The Ontario Human Rights Tribunal and the Courts have broken new ground in recent months, both in terms of the reach of anti-discrimination laws and the consequences for those who are found in breach. While the vast majority of employers provide respectful and inclusive workplaces, there are exceptions to this rule and sometimes, despite all best efforts, issues still arise.
The following three cases provide a useful reminder of how human rights law may impact your workplace:
O.P.T. v. Presteve Foods Ltd. (2015 HRTO 675)
Due to the prolonged period over which the material events in this case occurred, and the inherent power imbalance between the parties, it is one of the more disturbing to pass through the Human Rights Tribunal. Two sisters, M.P.T and O.P.T., came from Mexico to work at a fish processing plant. Shortly after commencing work, they were subject to unwanted sexual advances from the company’s owner, Mr. Pratas.
The sisters commenced a human rights application against both the company and Mr. Pratas. The allegations against Mr. Pratas were numerous and severe. This was further compounded by their occurrence under the constant threat of being sent back to Mexico.
In rendering its decision, the Tribunal accepted the sisters’ allegations and found Mr. Pratas and the company jointly and severally liable, ordering over $200,000 in damages – a new high watermark in the Tribunal’s jurisprudence, and a signal that damages awards at the Tribunal may be on the rise.
Partridge v. Botony Dental Corporation (2015 ONSC 343)
Ms. Partridge worked for Botony for 7 years, first as a Dental Hygienist, then as Office Manager, before being dismissed for cause on July 19, 2011. During the tenure of her employment, Ms. Partridge twice took maternity leave. The second of which ended in July 2011.
During her second maternity leave, Ms. Partridge received a text message from Botony’s owner to advise her that upon her return to work, she would no longer be the Office Manager, but would again be a Dental Hygienist. Moreover, Ms. Partridge was told that her working hours would now vary – conflicting with her childcare obligations, and she would be paid less.

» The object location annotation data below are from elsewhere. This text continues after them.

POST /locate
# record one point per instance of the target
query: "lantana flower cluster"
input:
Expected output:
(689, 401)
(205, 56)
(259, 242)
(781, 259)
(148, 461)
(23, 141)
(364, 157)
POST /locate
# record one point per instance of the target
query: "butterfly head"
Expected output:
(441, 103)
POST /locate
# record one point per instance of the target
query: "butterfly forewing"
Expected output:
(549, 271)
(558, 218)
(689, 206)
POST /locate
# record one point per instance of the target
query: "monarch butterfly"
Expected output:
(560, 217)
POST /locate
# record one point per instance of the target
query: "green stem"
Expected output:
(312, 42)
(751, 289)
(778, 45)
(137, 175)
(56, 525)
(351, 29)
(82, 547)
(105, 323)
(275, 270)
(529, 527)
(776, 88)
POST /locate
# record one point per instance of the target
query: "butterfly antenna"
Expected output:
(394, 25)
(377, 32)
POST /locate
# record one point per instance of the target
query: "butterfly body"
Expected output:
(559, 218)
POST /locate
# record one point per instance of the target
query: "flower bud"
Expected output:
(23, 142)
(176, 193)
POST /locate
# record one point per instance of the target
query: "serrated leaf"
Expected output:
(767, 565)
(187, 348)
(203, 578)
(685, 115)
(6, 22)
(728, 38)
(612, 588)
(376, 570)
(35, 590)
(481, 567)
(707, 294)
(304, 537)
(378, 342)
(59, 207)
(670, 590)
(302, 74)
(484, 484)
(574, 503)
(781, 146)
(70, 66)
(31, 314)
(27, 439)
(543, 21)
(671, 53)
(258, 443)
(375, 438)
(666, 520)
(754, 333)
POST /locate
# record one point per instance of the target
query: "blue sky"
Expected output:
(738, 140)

Ms. Partridge refused to return to work on the modified terms, and was dismissed for cause. She subsequently brought a court action seeking damages for both wrongful dismissal and discrimination on the basis of family status, pursuant to the Human Rights Code. The Court accepted Ms. Partridge’s argument on both fronts. Botony was ordered to pay twelve months of salary, plus an additional $20,000 for its breach of the Human Rights Code.
Partridge should serve as a reminder not only of an employer’s obligations to individuals returning from maternity leave but also of the increasing frequency with which human rights claims are being successfully litigated in the courts.

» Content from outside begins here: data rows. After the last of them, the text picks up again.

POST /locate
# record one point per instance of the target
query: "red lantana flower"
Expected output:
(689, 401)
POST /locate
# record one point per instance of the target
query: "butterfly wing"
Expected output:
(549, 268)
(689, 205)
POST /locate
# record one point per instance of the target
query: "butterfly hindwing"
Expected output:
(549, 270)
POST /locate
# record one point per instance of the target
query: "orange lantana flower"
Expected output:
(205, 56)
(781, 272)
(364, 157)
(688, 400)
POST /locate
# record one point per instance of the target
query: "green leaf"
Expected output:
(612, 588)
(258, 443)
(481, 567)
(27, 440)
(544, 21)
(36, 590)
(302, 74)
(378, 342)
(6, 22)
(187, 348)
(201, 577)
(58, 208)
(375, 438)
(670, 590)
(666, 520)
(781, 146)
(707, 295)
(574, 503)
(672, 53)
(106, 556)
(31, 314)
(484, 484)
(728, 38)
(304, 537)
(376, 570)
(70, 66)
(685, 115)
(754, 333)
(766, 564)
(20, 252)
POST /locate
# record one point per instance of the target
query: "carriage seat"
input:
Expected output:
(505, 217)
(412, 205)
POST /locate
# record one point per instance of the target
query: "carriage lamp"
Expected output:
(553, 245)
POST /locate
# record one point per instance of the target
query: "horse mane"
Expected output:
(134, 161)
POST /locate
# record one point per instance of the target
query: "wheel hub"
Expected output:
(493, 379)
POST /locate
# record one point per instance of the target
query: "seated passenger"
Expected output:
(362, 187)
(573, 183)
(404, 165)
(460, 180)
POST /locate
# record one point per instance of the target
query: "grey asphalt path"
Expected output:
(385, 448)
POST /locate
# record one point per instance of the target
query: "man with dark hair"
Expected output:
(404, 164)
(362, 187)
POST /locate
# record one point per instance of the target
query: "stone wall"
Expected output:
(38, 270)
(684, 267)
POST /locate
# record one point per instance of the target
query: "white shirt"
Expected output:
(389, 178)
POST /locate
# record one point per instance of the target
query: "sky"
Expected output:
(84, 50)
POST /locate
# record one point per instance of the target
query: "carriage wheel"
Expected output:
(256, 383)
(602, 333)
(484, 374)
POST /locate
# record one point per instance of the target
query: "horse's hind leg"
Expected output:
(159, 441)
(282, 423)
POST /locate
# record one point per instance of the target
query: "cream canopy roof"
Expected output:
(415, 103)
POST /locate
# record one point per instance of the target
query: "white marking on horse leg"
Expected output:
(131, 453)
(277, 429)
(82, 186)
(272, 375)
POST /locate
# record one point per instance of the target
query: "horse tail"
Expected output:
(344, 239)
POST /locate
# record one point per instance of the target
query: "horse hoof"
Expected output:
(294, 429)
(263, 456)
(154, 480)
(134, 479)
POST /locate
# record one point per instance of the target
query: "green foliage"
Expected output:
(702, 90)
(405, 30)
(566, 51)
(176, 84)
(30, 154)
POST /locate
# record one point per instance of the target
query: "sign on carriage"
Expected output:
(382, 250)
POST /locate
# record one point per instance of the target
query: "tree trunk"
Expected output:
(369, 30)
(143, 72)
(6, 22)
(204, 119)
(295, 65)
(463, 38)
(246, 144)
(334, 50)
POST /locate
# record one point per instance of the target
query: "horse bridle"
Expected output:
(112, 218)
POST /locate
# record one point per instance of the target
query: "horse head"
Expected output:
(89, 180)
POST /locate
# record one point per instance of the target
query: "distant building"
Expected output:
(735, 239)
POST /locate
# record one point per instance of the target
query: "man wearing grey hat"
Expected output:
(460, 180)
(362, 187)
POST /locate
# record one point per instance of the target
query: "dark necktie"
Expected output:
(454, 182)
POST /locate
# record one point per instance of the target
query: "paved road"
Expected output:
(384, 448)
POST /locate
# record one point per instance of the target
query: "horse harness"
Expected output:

The Queen v. Pro Bono Law Ontario (2014 HRTO 1092)
Our final case illustrates that sometimes regardless of how good a workplace may be, a human rights complaint may still arise. In this case, the applicant had sought the assistance of Pro Bono Law Ontario. The Tribunal described the facts as follows:
The applicant sought the services of the respondent to launch a civil suit for wages allegedly owed to him for his reign as Her Majesty the Queen. The applicant has apparently changed his legal name to Her Majesty (first name) the Queen (last name). Although he identified himself to the Tribunal by his previous legal name, he has submitted documentation to the Tribunal that appears to confirm his change of legal name.

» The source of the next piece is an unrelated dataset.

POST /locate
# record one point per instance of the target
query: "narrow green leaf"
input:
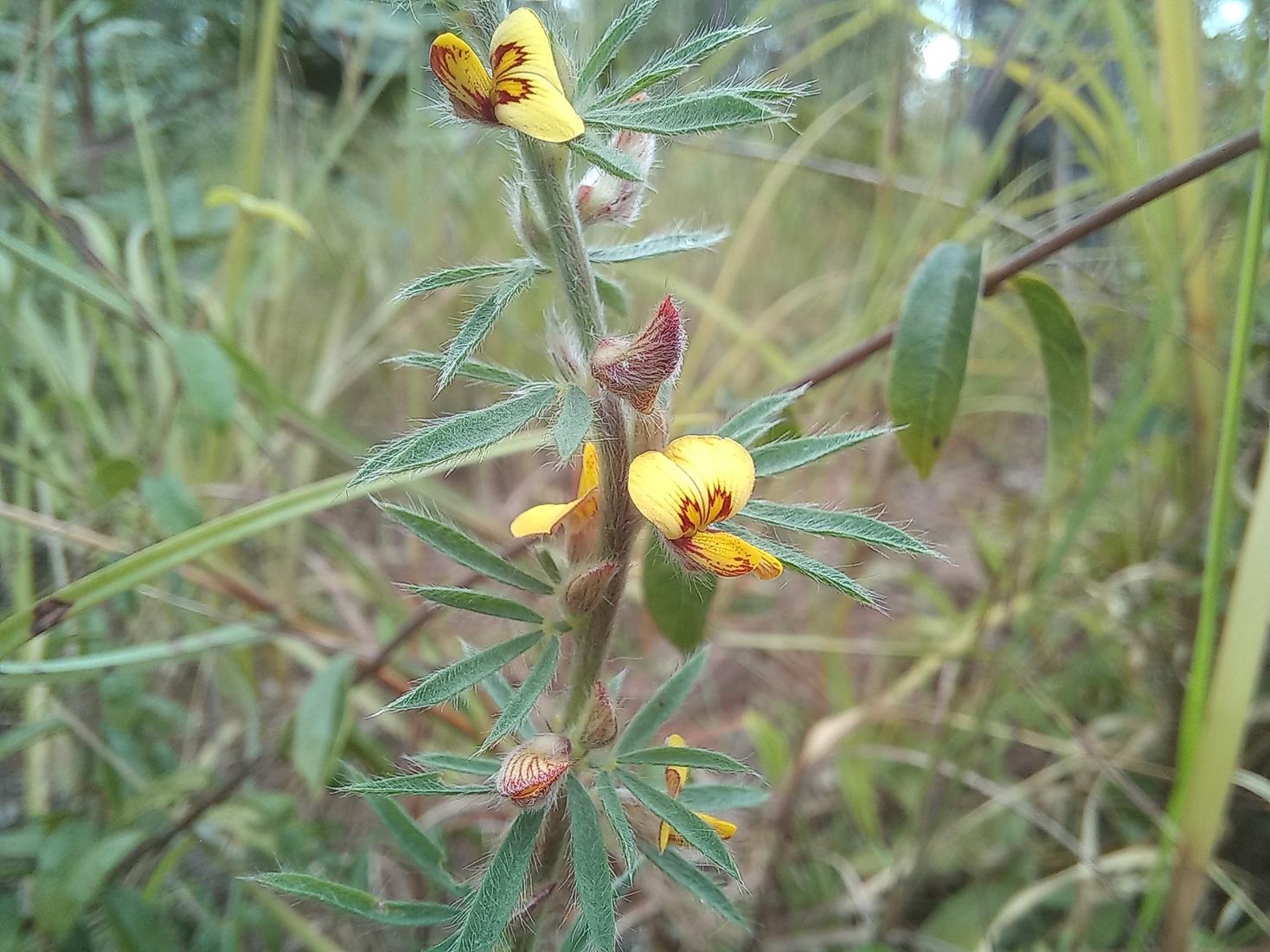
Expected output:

The applicant’s case was refused by Pro Bono Law Ontario on the grounds that there was no reasonable prospect of success. Nevertheless, the applicant commenced a human rights proceeding claiming discrimination on the basis of disability.
The Tribunal held a summary hearing and determined that even if all of the applicant’s evidence was accepted, no sufficient nexus existed between the applicant’s claimed disability and the rejection of his request for legal assistance to constitute discrimination. Accordingly, the claim was dismissed.
The preceding three cases provide helpful guidance for employers:
- Implement clear policy and ensure consistent enforcement: If your resources allow, implement an anti-harassment and discrimination policy that satisfies the requirements of the applicable human rights law. Clearly communicate this policy to everyone in your organization. Concomitant with this, institute a neutral internal process by which to investigate and respond to complaints brought pursuant to the policy.
- Liability for employees’ actions: Cases such as Presteve Foods, should serve to remind employers that they may ultimately be found vicariously liable for the misconduct of an employee. Accordingly, it is necessary to treat all allegations of discrimination seriously and foster an environment where individuals, from the CEO down, are held to the same standard and treated equally.
- Investigate claims and use rule 19A: If, as a provincially-regulated business, you become the target of a dubious human rights claim at the Tribunal, do two things. First, conduct a thorough and impartial investigation of the allegations to determine their veracity. Second, if the claim remains unfounded, consider using Rule 19A of the Tribunal’s procedures – which allows for a summary hearing on whether the claim has a ‘reasonable prospect of success’. This approach may help your business achieve an expeditious resolution, rather than proceeding to a full hearing.